In this year’s Outstanding Direction For a Comedy Series category, Lena Dunham received a directing nod for Girls‘ “On All Fours,” Gail Mancuso was nominated for Modern Family‘s “Arrested,” and Beth McCarthy-Miller was nominated for 30 Rock‘s “Hogcock! / Last Lunch.” This is the second Emmy directing nomination for both Dunham and Mancuso, and the eighth for McCarthy-Miller. None of these women have won a directing Emmy before, and only one female, Betty Davis for 1993′s Dream On, has ever taken home the Outstanding Directing in a Comedy Series award.
As feminists, activists, and those in the industry have been raising their voices about the dearth of women (both onscreen and off) in TV and movies for years, having an institution like the Emmys acknowledge women’s contributions is refreshing. However, women working behind the camera are still few and far between: only four women have ever been nominated for a Best Director Oscar, and only one (Kathryn Bigelow) has ever taken home the award.
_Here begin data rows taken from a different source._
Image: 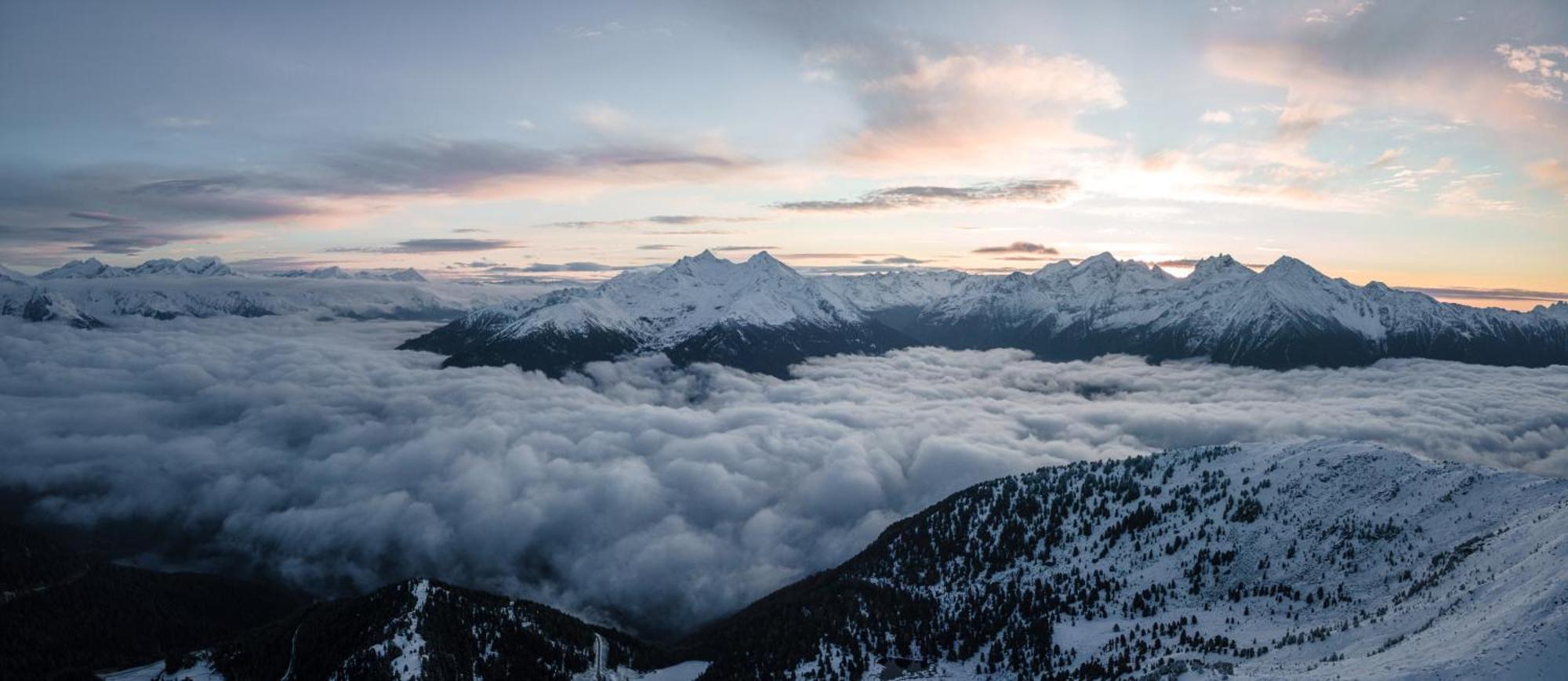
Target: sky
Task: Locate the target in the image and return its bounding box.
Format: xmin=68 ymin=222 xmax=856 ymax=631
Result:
xmin=0 ymin=0 xmax=1568 ymax=309
xmin=0 ymin=315 xmax=1568 ymax=639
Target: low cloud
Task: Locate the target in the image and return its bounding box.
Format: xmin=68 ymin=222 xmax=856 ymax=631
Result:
xmin=0 ymin=136 xmax=756 ymax=252
xmin=0 ymin=317 xmax=1568 ymax=634
xmin=804 ymin=42 xmax=1126 ymax=171
xmin=775 ymin=179 xmax=1079 ymax=212
xmin=974 ymin=241 xmax=1058 ymax=255
xmin=538 ymin=215 xmax=762 ymax=229
xmin=485 ymin=262 xmax=624 ymax=274
xmin=326 ymin=238 xmax=522 ymax=252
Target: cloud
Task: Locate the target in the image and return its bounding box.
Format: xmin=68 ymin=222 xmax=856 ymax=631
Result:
xmin=773 ymin=179 xmax=1077 ymax=212
xmin=0 ymin=135 xmax=756 ymax=252
xmin=0 ymin=317 xmax=1568 ymax=636
xmin=1396 ymin=285 xmax=1568 ymax=301
xmin=1494 ymin=42 xmax=1568 ymax=102
xmin=1367 ymin=147 xmax=1405 ymax=168
xmin=1156 ymin=257 xmax=1269 ymax=270
xmin=0 ymin=221 xmax=202 ymax=255
xmin=804 ymin=39 xmax=1126 ymax=171
xmin=974 ymin=241 xmax=1058 ymax=255
xmin=152 ymin=116 xmax=212 ymax=129
xmin=485 ymin=262 xmax=624 ymax=274
xmin=1427 ymin=172 xmax=1519 ymax=218
xmin=326 ymin=238 xmax=522 ymax=252
xmin=536 ymin=215 xmax=762 ymax=227
xmin=1524 ymin=158 xmax=1568 ymax=196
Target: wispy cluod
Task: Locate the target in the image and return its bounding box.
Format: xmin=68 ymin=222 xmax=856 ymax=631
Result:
xmin=326 ymin=238 xmax=521 ymax=252
xmin=1154 ymin=257 xmax=1269 ymax=270
xmin=773 ymin=179 xmax=1079 ymax=212
xmin=485 ymin=262 xmax=624 ymax=274
xmin=974 ymin=241 xmax=1060 ymax=255
xmin=1399 ymin=284 xmax=1568 ymax=301
xmin=0 ymin=131 xmax=756 ymax=252
xmin=536 ymin=215 xmax=762 ymax=227
xmin=0 ymin=212 xmax=204 ymax=255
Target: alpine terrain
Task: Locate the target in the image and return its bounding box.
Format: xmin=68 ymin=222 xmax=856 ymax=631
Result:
xmin=403 ymin=251 xmax=1568 ymax=377
xmin=34 ymin=441 xmax=1568 ymax=681
xmin=685 ymin=443 xmax=1568 ymax=679
xmin=401 ymin=251 xmax=911 ymax=375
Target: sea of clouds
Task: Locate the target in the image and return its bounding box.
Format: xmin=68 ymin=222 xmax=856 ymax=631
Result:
xmin=0 ymin=317 xmax=1568 ymax=636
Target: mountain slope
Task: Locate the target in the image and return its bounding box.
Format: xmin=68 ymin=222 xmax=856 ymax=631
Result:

It’s interesting to note that the same women seem to be getting recognized year after year. For example, on the Drama Series side, Michelle MacLaren received her third directing nomination for Breaking Bad, and Lesli Linka Glatter received her second (for Homeland). In the Outstanding Directing for a Miniseries, Movie, or a Dramatic Special category, Allison Anders was nominated for Lifetime’s Ring of Fire and Jane Campion was nominated for Top of the Lake. Rory Kennedy was nominated for a second time in the Director for Nonfiction Programming category for her HBO documentary Ethel. We love that increasing numbers of women are being nominated, but can we get some diversity here?